Павел Панютин со дня свадьбы Груни не находил себе нигде покоя, тосковал, худел и ходил, как человек, утративший нечто, составлявшее всю цель его существования. Действительно, в Груне он терял все.

С самого детства никто не следил за ним, не указывал ему дороги, не направлял его мыслей. Он рос, играл, учился, скучал, терпел нападки от людей, озлоблялся; его ласкали или бранили, лечили от недугов и наказывали за лень, но ни один человек не сумел или не счел нужным заглянуть в его душевный мирок. Но было одно существо, которое никогда не успокаивалось на том, что Павла тогда-то наказали за лень, и спешило помочь ему приготовить трудный урок или решить не понятую мальчиком задачу. Это существо не считало прописанного доктором лекарства вполне достаточным для выздоровления Павла, когда он хворал, но оно проводило дни у постели больного, старалось угадать его желания и облегчить его бессонные ночи своими нежными речами, своим желанным присутствием. Все отношения этого существа к Павлу были проникнуты и согреты истинным чувством нежной любви, и потому каждая мелочь из этих отношений оставила неизгладимый след в сердце впечатлительного юноши. Он равнодушно, почти небрежно принимал дорого стоящие благодеяния Кряжова; не умилялся, получая от него хороший стол, уютную и мило обставленную комнату, отличную одежду и другие необходимые для жизни вещи; он как будто считал исполнение всех этих благодеяний обязанностью доброго старика. Но на его глаза навертывались радостные слезы, он становился весел и счастлив на несколько дней, он прыгал, как дитя, когда доброе существо, пригревшее любовью его сиротствующую душу, дарило ему в день его рожденья какой-нибудь ничтожный по цене кошелек своей работы.

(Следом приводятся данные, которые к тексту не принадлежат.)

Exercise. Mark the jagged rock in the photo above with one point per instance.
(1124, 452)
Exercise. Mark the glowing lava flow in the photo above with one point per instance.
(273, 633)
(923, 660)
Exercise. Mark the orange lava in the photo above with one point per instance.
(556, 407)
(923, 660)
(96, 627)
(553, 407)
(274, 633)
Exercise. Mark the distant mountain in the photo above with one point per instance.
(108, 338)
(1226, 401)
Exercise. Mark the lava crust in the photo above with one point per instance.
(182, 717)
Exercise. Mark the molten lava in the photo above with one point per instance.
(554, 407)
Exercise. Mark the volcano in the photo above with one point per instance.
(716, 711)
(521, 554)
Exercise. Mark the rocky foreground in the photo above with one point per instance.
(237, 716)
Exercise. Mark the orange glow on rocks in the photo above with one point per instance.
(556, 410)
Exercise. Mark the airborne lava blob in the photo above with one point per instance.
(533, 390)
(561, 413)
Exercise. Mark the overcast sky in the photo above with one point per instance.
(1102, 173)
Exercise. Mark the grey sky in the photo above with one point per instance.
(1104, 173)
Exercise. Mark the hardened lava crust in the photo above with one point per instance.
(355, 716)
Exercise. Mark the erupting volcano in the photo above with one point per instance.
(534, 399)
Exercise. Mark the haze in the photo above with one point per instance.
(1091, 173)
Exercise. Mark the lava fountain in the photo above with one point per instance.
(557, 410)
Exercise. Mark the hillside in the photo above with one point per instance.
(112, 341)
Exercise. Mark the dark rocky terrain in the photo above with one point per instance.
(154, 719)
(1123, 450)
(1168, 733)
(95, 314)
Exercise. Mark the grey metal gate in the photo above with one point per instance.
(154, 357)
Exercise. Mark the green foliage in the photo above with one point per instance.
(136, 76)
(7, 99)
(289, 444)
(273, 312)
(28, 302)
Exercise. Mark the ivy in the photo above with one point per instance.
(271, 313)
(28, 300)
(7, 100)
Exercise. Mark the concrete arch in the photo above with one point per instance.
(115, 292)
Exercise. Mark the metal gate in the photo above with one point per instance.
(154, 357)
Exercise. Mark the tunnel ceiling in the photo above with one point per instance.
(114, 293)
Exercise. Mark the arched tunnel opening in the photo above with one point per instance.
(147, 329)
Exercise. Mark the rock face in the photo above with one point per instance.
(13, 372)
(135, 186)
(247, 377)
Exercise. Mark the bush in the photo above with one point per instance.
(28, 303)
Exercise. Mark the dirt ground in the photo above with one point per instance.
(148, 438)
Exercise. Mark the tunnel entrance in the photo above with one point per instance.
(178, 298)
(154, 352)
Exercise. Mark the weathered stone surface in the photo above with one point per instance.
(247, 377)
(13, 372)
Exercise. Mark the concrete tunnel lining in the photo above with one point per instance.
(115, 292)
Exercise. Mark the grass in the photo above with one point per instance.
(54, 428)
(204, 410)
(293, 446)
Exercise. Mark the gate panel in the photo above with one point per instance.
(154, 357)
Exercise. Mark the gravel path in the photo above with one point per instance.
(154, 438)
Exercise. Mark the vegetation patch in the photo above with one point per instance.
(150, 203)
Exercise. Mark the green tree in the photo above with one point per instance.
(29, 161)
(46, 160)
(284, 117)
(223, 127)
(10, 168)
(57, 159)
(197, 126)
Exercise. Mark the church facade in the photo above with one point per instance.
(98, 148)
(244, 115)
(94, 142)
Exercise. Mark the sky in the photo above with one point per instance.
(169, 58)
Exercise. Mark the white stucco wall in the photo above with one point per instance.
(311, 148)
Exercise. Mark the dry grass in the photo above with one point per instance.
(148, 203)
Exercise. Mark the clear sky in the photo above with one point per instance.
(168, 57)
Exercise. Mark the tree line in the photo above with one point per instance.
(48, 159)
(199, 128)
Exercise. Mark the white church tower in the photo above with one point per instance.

— Милая, милая, ты не забыла этого дня! — в восторге восклицал мальчик, без счету целуя руки своего доброго ангела-хранителя, своей названой сестры.

Во время его недугов Кряжов тратил десятки рублей, сзывая нескольких докторов, покупая множество дорогих лекарств, но Павел не благодарил благодетеля за это, точно сознавая, что тот стал бы лечить и собаку, если бы она захворала, и не дал бы ей беспомощно выть от боли. Но едва владея ослабевшими в болезни руками, он протягивал их, заслышав ночью знакомую воздушную поступь, и когда на край его постели садилось легкое, одетое в белое платье существо, тогда ему вдруг становилось и сладко, и отрадно, и, кажется, никакие лекарства не могли помочь ему так, как помогала близость этого дорогого друга.

— Ты моя сестра, ты моя мама, — шептал он, обвивая исхудалою рукою стройную талию девушки.

— Если бы так вся жизнь прошла! — шептал он еще тише, впадая в забытье.

Ему становилось лучше. Кряжов удивлялся искусству докторов, заставлял Павла благодарить их за выздоровление, а глаза юноши, полные выражения святой признательности, обращались совсем в другую сторону и ловили взгляд той, которая одна могла спасти его жизнь.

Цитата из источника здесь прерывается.